Today, her hopes of fostering an inclusive workplace at Block have been turned upside down. Rios and several others involved in the ERG for indigenous employees were caught up in recent layoffs. She said the group suffered setbacks and that employees have pulled back from other ERGs at Block, too, given the leaner times there.
“They're dying out because everyone's so freaked out about the potential layoffs,’’ Rios said of ERGs.
A spokesperson for Block wouldn’t comment specifically on Rios’s experience but said that the indigenous employee group remains active among 14 ERGs at the company. The layoffs were companywide and structured to avoid bias, the spokesperson added.
Similar trends appear to be playing out elsewhere.
Since mid-2023, some ERGs have reported that fewer people are turning up for events and stepping into voluntary leadership roles, said Dumebi Egbuna, co-founder of Chezie, which provides software and support for companies to manage ERG programs. It’s become clear that many ERG leaders have been caught up in corporate layoffs, she said.
Most companies still seem to be willing and able to fund employee groups. But Egbuna said a substantial minority – maybe one in five – is showing visible erosion of support. Many higher-ups are reviewing DEI efforts across the board.
“Employees don't necessarily feel safe to participate in ERGs,” Egbuna said. DEI professionals are keeping their heads down, she said.
Egbuna pointed to an education technology company that cut its DEI budget in half between 2020 and 2023. The move coincided with layoffs last year, she said.
Reversals like that are particularly disappointing after so many companies rushed to issue we-stand-with-you statements following the death of Floyd, employees and diversity advocates say.
Budget Cuts
Four years ago, as Black Lives Matter protests swept the nation, Microsoft also appeared to increase internal support for various DEI initiatives, including ERGs, said LaQuana Clary, a former engineer at the tech giant.
Then, that support seemed to waver, Clary said. She belonged to two Microsoft ERGs, one for women and another for Black people. Once the protests quieted down, the company began reducing funding for its ERGs and support for members to attend recruiting events, she said. Clary said she had to cover her airfare to attend a 2023 Nasdaq event in New York at which she was a speaker. In previous years, Microsoft would’ve footed most of the bill, she said.
“We started to get the message that budgets were getting cut,” said Clary, who lost her job in a big round of layoffs last year. “So, they would either have to cut back or raise funds. Like, cut meals. Ask people to bring their own food.
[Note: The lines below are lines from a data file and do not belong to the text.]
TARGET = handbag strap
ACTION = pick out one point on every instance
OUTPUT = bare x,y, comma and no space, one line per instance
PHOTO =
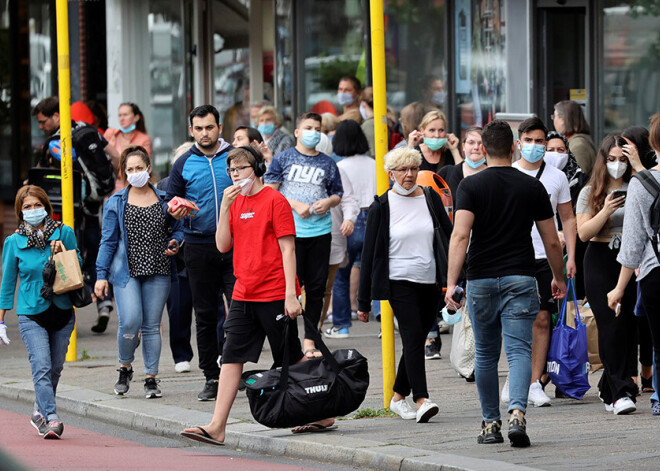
286,358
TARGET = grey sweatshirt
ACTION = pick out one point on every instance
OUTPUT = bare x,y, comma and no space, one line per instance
636,246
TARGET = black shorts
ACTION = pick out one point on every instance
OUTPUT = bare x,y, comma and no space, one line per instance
543,275
247,326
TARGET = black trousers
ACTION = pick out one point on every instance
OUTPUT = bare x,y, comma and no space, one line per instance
415,307
210,273
617,335
651,299
312,259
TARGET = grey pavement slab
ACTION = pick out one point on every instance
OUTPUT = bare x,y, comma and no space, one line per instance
570,434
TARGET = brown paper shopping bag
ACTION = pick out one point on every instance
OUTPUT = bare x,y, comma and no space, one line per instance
69,275
588,319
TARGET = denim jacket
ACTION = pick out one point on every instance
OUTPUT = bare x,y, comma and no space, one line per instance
112,260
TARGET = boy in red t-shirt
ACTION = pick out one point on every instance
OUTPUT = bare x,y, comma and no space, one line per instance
257,222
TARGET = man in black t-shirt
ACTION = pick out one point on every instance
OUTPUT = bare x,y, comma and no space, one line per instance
499,206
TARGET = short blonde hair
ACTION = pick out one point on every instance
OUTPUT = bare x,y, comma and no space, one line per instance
430,117
401,157
271,110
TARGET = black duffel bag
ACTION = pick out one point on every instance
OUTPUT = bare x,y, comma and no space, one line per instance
312,390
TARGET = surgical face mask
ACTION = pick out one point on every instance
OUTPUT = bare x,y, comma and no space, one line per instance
473,164
131,128
34,217
532,152
310,138
435,143
138,179
246,184
616,169
266,129
556,159
345,98
439,98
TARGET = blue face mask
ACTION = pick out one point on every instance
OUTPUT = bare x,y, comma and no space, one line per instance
345,98
473,164
532,153
266,129
310,138
131,128
34,217
435,143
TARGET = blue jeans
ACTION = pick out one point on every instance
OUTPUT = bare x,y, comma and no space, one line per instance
139,308
47,351
507,307
341,290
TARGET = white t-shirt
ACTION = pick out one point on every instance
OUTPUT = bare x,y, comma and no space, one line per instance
411,239
361,170
556,184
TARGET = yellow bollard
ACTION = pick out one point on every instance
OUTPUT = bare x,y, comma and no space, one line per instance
64,79
380,125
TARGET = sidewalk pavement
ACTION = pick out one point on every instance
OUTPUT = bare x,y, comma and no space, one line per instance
569,434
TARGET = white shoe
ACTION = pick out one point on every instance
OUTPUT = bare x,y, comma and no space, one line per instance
537,396
403,409
427,410
624,406
505,391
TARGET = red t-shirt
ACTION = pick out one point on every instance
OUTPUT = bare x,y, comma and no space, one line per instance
256,222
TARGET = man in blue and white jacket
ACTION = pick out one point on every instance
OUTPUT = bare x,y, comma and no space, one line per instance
200,175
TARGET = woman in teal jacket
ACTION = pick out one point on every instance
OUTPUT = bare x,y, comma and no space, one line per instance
45,324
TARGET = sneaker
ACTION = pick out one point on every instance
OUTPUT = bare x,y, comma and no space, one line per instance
123,383
624,406
655,408
336,333
518,431
427,410
403,409
210,391
38,422
537,396
490,433
432,350
151,390
505,391
54,430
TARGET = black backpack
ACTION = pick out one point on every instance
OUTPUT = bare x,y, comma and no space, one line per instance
652,186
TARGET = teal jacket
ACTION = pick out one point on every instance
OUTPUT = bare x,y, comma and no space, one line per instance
26,264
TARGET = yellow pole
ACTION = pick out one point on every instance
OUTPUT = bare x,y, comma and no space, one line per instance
64,80
380,125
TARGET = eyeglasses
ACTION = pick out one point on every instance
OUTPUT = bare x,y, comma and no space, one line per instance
406,170
237,170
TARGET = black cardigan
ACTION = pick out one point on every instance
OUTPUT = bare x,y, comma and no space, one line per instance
375,264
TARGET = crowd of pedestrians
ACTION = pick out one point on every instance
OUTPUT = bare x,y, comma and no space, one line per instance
276,222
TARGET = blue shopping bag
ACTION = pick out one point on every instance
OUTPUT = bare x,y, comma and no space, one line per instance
568,356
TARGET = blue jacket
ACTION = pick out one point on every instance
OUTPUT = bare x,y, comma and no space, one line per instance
112,260
26,264
202,180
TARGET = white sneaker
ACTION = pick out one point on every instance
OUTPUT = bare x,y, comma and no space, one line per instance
403,409
505,391
427,410
537,396
624,406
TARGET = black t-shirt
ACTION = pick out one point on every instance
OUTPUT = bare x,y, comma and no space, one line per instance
505,203
453,175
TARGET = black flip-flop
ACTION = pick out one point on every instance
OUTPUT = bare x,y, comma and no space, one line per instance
204,437
315,428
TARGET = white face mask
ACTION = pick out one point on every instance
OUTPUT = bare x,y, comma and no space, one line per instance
138,179
556,159
616,169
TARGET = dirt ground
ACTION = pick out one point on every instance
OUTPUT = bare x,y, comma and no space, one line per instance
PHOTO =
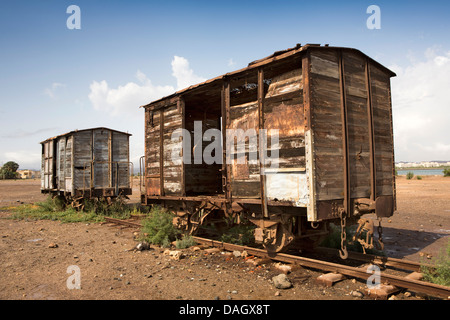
33,270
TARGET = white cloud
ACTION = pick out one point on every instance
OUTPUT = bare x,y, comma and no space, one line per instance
421,107
51,92
183,73
127,98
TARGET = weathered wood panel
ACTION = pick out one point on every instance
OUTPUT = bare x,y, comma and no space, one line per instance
102,166
68,165
383,144
82,159
121,157
326,123
152,152
356,100
172,167
202,178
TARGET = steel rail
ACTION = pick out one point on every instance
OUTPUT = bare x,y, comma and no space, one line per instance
380,260
431,289
360,273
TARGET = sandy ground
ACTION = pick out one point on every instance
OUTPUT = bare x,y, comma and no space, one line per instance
30,269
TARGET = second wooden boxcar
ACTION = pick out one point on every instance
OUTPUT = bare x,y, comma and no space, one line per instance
86,163
330,108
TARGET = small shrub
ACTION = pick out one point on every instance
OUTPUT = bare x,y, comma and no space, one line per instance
441,274
185,242
158,228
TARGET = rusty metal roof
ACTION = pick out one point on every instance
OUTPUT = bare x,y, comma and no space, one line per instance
276,56
74,131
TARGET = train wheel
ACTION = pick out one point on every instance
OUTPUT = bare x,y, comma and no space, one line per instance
282,239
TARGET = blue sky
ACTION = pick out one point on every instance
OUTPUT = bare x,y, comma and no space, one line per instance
127,53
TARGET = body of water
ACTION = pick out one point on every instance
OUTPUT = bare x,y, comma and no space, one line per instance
422,172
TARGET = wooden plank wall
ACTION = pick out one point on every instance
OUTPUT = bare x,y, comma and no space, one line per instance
283,110
68,173
47,166
120,153
356,97
102,172
152,152
201,178
82,157
327,120
382,118
172,170
326,124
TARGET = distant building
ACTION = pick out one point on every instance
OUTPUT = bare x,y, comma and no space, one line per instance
422,164
28,174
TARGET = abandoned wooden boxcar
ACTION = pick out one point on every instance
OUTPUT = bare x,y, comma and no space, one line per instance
86,163
331,110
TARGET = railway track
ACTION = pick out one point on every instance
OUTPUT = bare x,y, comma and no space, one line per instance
430,289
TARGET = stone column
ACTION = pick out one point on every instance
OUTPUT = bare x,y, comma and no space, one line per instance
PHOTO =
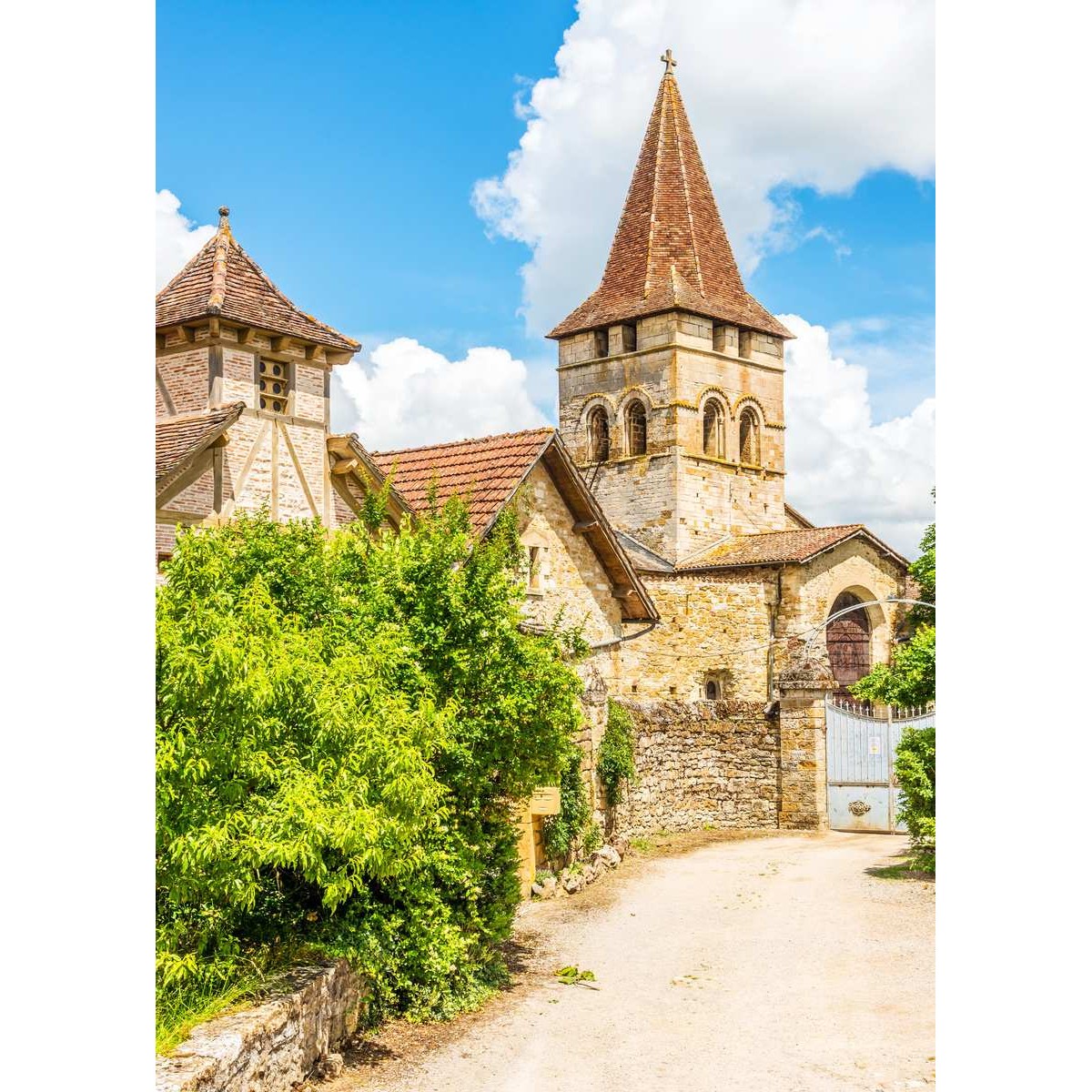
803,797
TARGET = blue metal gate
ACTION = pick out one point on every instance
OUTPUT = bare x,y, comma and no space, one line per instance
862,791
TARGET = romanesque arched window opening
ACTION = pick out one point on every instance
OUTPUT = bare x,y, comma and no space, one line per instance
599,436
713,430
849,643
749,451
636,430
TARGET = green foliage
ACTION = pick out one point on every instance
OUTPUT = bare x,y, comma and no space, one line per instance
341,727
911,677
566,831
924,571
915,765
573,976
616,753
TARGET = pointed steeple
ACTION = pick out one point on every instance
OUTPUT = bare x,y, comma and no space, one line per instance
223,281
670,251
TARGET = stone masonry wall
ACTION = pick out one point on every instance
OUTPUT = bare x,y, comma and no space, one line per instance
677,500
274,1046
702,763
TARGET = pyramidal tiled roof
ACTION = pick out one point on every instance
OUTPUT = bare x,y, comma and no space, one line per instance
223,281
671,250
180,440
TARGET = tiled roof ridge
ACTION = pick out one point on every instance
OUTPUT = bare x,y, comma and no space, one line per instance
456,443
801,531
194,414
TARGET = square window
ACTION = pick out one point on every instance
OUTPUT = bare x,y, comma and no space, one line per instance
274,386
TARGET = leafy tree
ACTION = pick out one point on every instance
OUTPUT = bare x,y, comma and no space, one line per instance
342,726
911,677
915,767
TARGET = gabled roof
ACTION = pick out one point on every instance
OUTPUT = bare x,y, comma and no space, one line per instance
781,547
369,473
487,470
671,250
223,281
644,560
180,440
We couldn’t have as many events.”
A spokesperson for Microsoft said the company hasn’t reduced its overall investment in ERGs, though it is prioritizing funding for events and activities with a higher return for members of the groups, such as mentorship programs.
Since leaving Block, Rios has found work at a gallery in Phoenix specializing in indigenous art. She looks back and wonders how things changed so quickly. The ERG for indigenous employees only had a budget of $2,000. But as part of her job, she occasionally spoke to Dorsey. She says she felt like she was helping people understand different perspectives and build a better workplace.
Seeing how quickly bosses can change course was a tough lesson, Rios said.
“People now may be more reluctant to join ERGs, especially to lead them,’’ she said.